Like LAUP, somnoplasty has not been shown to be an effective treatment for obstructive sleep apnea. Consequently, most Medicare carriers will not reimburse either procedure because they consider them cosmetic. According to policy statements issued by several Medicare carriers, It is inappropriate to report LAUP under procedure code 42145. Use 42299 (unlisted procedure, palate, uvula) to report a LAUP.

Otolaryngologists should note that the procedure likely will not be reimbursed by Medicare, so make sure your Medicare patients sign a waiver before proceeding with the service. If an LAUP is performed and the advance beneficiary notice (ABN) is signed, 42299 should be billed with a -GA modifier (waiver of liability statement on file) to tell Medicare that the ABN is signed and on file, says Barbara J. Cobuzzi, MBA, CPC, a coding and reimbursement specialist in Lakewood, N.J. This ensures that the explanation of benefits (EOB) that goes to the patient indicates that the otolaryngologist is allowed to bill the patient for the procedure.

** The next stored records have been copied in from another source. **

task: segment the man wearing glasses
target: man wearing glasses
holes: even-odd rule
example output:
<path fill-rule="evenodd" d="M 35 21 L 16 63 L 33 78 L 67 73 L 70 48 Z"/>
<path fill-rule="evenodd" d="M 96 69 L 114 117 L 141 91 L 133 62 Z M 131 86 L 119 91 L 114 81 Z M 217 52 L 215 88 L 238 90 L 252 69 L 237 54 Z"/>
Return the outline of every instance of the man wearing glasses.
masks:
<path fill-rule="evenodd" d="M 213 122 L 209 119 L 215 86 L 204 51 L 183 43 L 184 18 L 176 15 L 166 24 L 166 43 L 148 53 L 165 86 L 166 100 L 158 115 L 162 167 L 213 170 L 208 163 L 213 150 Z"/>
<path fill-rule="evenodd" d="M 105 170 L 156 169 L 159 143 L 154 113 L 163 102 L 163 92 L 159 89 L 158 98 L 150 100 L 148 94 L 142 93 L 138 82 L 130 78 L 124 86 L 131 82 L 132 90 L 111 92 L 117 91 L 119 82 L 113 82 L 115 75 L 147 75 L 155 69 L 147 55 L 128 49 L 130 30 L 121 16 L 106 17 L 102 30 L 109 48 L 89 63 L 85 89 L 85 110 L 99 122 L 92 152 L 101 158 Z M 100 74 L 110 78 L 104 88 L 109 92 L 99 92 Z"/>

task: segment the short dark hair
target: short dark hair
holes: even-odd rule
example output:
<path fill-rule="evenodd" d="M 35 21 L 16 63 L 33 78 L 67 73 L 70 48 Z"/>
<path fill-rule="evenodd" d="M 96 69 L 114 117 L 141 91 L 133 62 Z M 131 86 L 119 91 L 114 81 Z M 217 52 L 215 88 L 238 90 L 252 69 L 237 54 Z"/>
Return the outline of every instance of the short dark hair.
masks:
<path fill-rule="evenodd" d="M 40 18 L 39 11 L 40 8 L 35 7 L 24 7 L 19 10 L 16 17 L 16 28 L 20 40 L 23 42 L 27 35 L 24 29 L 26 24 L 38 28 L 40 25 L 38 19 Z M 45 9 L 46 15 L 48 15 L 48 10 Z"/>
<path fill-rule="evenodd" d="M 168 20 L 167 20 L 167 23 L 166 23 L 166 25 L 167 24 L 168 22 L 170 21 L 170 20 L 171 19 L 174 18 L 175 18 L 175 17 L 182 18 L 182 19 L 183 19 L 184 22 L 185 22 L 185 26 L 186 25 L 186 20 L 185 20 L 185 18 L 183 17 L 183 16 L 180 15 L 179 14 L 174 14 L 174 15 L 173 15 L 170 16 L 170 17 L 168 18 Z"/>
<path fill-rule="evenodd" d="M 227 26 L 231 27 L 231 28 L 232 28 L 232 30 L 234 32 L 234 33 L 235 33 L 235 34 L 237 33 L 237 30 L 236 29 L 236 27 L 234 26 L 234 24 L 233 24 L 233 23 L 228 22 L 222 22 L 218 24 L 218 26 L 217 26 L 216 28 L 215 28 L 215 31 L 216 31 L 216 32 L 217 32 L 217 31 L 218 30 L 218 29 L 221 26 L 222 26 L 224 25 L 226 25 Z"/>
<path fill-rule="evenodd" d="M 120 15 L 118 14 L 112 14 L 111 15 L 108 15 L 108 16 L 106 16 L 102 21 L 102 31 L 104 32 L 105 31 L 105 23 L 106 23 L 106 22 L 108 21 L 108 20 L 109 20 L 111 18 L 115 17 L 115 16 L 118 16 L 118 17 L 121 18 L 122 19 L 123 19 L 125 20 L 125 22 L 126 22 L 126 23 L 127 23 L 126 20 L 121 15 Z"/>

Private carriers may pay for the procedures, however, so check with your carrier to determine if the planned procedure is covered and then make sure it is precertified. Also, when billing private carriers for LAUP or somnoplasty, otolaryngologists should remember that the procedure, not the method or tools that were used, is the determining factor when choosing the code. Regardless of whether LAUP, somnoplasty or UPPP is performed, the coding remains the same. Because laser and somnoplasty treatments are applied only to the palate and not the pharynx, however, the procedure is considered a uvulopalatoplasty. Therefore, these services should be coded with modifier -52 (reduced services) appended to the 42145, Hughes says, noting that the literature on LAUP specifically indicates that the complete uvulopalatopharyngoplasty has not been performed.